San Carlos resident Dimirti Vandellos got straight to the point when he addressed the Planning Commission on July 30 in regards to the Transit Village Project:
"The fabrications and falsehoods that pose as conclusions in the final EIR document are breathtaking in their disregard of valid and well reasoned community concerns," he stated.
The Environmental Impact Report, required by the California Environmental Quality Act, was developed for these prosopals, which can also be found on the city of San Carlos website:
- Four-story residential buildings over parking garages, including four buildings north of Holly Street, and two buildings just south of Holly Street. There are a total of 280 rental residential housing units, including 93 one-bedroom units, 132 two-bedroom units, 55 three-bedroom units.
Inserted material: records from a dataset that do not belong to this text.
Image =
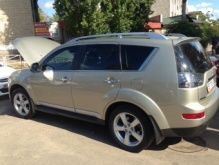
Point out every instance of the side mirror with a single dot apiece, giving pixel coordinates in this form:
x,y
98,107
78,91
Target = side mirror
x,y
35,67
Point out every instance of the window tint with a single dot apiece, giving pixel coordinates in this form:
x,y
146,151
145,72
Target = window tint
x,y
100,57
191,57
62,59
134,56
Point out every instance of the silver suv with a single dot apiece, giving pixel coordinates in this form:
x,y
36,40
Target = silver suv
x,y
143,86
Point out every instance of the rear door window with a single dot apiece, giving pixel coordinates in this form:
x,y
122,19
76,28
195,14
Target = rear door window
x,y
134,57
100,57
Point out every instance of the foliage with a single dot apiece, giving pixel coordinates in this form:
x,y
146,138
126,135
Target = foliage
x,y
186,28
86,17
206,31
43,17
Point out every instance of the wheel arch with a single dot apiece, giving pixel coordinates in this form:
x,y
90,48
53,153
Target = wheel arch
x,y
157,132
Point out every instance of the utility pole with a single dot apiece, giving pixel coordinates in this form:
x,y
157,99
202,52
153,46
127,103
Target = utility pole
x,y
184,2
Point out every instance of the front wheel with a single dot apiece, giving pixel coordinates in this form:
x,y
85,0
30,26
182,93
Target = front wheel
x,y
130,128
22,103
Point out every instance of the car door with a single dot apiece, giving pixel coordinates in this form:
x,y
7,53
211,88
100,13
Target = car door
x,y
96,82
52,86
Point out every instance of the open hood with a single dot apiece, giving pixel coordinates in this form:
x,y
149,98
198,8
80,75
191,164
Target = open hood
x,y
33,49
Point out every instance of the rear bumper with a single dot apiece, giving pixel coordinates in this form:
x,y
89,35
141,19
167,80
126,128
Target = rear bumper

- 38,123 square feet of commercial space housed in three buildings. 14,326 square feet of retail proposed on the ground floor, while 23,797 square feet of retail/office is proposed on the second and third floors.
- 431 total residential garage parking spaces, at a parking ratio of 1.50 spaces/dwelling unit. These garages will be under ground. An additional 66 spaces are provided for commercial uses consisting of: 10 dedicated retail and office spaces, nine (of the 431 residential) spaces shared with residential uses and 47 time restricted spaces to be shared with Caltrain commuters. In addition, there are another 170 Caltrain parking spaces provided. In total, there are 667 parking spaces for the project.
A multi-modal transit station and drop-off point is proposed just south of the historic train depot, in the parking lot. A pedestrian plaza and public gathering space in front of the historic depot are also proposed.
Public domain and the possible closure of Old County Road have not yet been made clear as part of the project.
"Why is a public transit agency’s Railroad Right of Way Property, designated for rail expansion, being given away to a private developer for an giant apartment complex?" Vandellos asked.
The answer is that it is not being given away to anybody. SamTrans and the Peninsula Corridor Joint Powers Board own the proposed project site. SamTrans will enter into a long-term ground lease with the developer, Legacy Residential Partners, Inc., who will own the improvements.
"Why is this public ROW property being given away when that same property will be needed for construction and staging of the HSR and Caltrain electrification projects?" Vandellos asked.
Again, SamTrans will continue to own the land and the project has no impact on the transformation of CalTrain's electricifaction. Consider all that is needed for electricity is hanging a few wires through the projected site.
"SamTrans and Legacy Partners have proven in this document that our issues and concerns are meaningless," Vandellos said, "that soundproofing apartments from Train Noise is far more important than addressing slap back noise from the trains to our homes."
A valid point, and one that both the planning commision and city council would like to see the EIR address.
Vadellos brought up several other vaild concerns and Planning Commissioner Scot Martsers was seen vigoriously taking notes. He had several of his own concerns.
A well-informed public with the ability to address their grivances is, of course, a constitiutional guarantee.
The city of San Carlos, the lead Agency for producing the EIR, states on its website "the purpose of an EIR is to provide public agencies and the public in general with detailed information about the effects a proposed project is likely to have on the environment, to list ways in which the significant effects of the proposed project might be minimized, and to identify and analyze alternatives to the proposed project."
The Transit Village process was begun nearly 13 years ago. It is at least a year, if not much longer, before any approval will be given to break ground.
The next step is a public hearing will be held on Oct. 1, before the Planning Commission makes its recommendation to the city council.
When the recommendation is presented, the city council will hold its own public forum.
There are still at least two more chances for the public to speak. In the meantime, both the planning commission and city council accepts written opinions.
The one thing the GESC can do in the meanwhile is to publicize their alternative visions, several of which would likely draw plenty oif support.
Preferred Alternatives for the SCTV parcel:
- Green space and park running along the rail corridor that allows for a maximum amount of flexibility in HSR and Caltrain electrification project implementations.
- The Parcel is built with a combination of retail/office and green space uses.
- Retail/Office spaces should provide major incentives for green businesses to help San Carlos become a leader in green technologies in the Bay Area.
- Allows for maximum flexibility in HSR and Caltrain electrification project implementations.
There is plenty of information on the website to help people better understand the feeling of neglect that frustrates the GESC organization.